Right from the outset, the standard of care that Ryman instilled impressed her.
“I knew I was working in a good place.
“Ryman really looks after residents and they look for a high quality in their staff, those are the best things that I’ve noticed.
“I only have good things to say about my employer!”
Remya worked in the hospital unit for five years and then moved across to the special care unit for three and a half years, working the afternoon shift all that time.
Then, an opportunity arose to do something a little different which the village’s Clinical Manager Tracey Dunn strongly encouraged her to go for.
The role was Wound Care Champion, where Remya would focus solely on that aspect of care for residents.
Says Tracey: “It gave Remya a real boost to be able to give feedback to her peers as the nurse with the extra knowledge and insight into wound care and to gain that respect from the Registered Nurse team.
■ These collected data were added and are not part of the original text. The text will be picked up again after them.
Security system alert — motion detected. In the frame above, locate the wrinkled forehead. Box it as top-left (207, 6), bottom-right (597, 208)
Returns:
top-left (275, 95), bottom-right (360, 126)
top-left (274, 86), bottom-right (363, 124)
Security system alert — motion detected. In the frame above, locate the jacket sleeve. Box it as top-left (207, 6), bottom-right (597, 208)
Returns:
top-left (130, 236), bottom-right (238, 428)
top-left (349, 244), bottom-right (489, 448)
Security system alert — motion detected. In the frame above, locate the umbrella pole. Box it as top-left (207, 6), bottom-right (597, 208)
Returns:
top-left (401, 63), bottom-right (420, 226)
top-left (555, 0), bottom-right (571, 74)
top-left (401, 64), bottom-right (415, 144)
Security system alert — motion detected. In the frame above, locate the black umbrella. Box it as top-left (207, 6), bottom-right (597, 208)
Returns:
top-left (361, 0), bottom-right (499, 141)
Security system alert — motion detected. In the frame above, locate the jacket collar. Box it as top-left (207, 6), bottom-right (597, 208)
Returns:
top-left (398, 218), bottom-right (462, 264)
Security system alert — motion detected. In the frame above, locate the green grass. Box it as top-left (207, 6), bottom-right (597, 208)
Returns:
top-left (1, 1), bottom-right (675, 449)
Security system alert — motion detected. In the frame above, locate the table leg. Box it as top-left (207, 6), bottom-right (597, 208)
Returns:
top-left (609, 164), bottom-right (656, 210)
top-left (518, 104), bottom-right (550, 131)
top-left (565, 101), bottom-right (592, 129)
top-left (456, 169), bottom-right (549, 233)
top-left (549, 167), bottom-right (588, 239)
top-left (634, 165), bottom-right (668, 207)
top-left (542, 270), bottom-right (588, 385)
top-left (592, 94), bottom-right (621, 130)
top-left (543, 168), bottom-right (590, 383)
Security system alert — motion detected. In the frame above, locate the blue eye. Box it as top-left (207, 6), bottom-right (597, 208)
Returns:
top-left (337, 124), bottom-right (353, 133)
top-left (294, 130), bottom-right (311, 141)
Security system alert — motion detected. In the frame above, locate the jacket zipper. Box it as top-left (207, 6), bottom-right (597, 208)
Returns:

“In that role she was no longer their peer, they were going to her and asking her advice and following instructions about what needed to change so it was a bit of additional responsibility.”
As well as the boost to her professional confidence, Remya found a great deal of job satisfaction too.
“With wound care you get the satisfaction from seeing the wound when it has healed and you see a positive outcome for what you’re doing,” says Remya.
It also provided the perfect stepping stone to her latest role where she leads the special care unit.
A key part of caring for residents with cognitive challenges is taking the time to know them well, says Remya.
“It’s important to understand the situation of each resident and how they perceive their surroundings.
“We have a wonderful group of residents and families in our special care unit.”
With the threat of Covid lockdowns ever-present, as shown by the latest Delta outbreak, ensuring the best of care is delivered at all times becomes more important than ever, a challenge that Remya says the whole Bob Owens team takes seriously.
“It is busy, and ever changing and challenging especially in Covid times.
“But it is the relief that the families have when they know their Mum and Dad are safe and comfortable when they are here that makes me feel happy and satisfied.”